3. Further funding to support mental health patients through a transport pilot delivered by St John Cymru Wales.
This funding complements £9.8m previously allocated to Regional Partnership Boards to support people to return to their local communities after admission to hospital. This will help improve hospital patient discharges and ease the pressure on hospital beds.
Health Minister Eluned Morgan said:
Ambulance services and staff in Wales are under great strain due to the impact of the pandemic and winter pressures.
We are determined to support the NHS – and them – in every way we can. Investing in the ambulance service shows our commitment to ensuring people can access high-quality emergency care when they need it the most.
Ambulance, clinicians and staff have worked tirelessly throughout the pandemic. I want to thank them for everything they have done to care for people.
Jason Killens, chief executive of the Welsh Ambulance Service, said:
Winter is traditionally our busiest period, and when you factor in the pandemic and its record levels of demand and staff absence, we have to redouble our efforts to provide a safe service to the people of Wales.

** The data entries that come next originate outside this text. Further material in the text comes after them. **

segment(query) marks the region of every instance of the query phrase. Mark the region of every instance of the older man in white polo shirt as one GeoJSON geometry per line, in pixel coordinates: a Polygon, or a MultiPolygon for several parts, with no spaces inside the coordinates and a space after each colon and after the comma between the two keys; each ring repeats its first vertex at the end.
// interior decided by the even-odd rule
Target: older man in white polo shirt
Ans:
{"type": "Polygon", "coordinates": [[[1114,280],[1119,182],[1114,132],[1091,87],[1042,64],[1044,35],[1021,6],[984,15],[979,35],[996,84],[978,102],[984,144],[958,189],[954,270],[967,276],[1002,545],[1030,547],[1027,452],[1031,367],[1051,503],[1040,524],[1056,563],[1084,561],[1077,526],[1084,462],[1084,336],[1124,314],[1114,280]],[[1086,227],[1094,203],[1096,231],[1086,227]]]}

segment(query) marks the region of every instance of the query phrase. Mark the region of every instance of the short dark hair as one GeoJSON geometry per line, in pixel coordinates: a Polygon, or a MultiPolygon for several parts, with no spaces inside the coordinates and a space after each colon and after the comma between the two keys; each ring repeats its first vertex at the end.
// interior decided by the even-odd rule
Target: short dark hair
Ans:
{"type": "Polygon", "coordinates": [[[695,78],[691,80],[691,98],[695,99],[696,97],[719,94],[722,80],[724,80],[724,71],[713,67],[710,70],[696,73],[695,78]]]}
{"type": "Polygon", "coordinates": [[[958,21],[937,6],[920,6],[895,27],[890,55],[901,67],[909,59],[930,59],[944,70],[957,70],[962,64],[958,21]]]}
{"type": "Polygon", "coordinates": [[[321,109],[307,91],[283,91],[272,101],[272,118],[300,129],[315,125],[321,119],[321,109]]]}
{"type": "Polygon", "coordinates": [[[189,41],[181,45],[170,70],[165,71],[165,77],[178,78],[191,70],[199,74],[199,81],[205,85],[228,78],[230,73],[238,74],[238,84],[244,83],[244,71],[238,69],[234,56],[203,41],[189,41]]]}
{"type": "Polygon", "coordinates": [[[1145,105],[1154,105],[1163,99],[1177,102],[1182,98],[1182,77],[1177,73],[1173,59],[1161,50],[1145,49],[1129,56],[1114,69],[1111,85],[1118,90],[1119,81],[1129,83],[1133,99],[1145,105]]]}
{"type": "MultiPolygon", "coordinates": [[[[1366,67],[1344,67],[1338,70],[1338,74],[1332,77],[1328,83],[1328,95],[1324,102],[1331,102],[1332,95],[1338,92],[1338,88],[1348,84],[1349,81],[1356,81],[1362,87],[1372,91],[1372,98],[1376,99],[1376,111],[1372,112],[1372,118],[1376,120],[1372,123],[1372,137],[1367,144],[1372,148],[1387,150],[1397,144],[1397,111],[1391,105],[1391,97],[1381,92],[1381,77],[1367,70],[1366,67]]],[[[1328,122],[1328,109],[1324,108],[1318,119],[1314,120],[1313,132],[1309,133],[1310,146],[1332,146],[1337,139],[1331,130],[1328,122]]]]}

The trust and its partners are working hard to find long-term and sustainable solutions to the issues across the entire health and social care system, but in the meantime, we have to look at short-term measures to bolster our capacity as best we can.
Benjamin Savage, St John Ambulance Cymru’s chief operating officer, said:
We’re pleased to see more funding being made available to ambulance services across Wales ahead of a challenging winter period.
We’ve already seen the benefits of Welsh Government funding for the communities we support this year with the launch of our mental health transport service, which has enabled us to look after hundreds of people who have needed our help.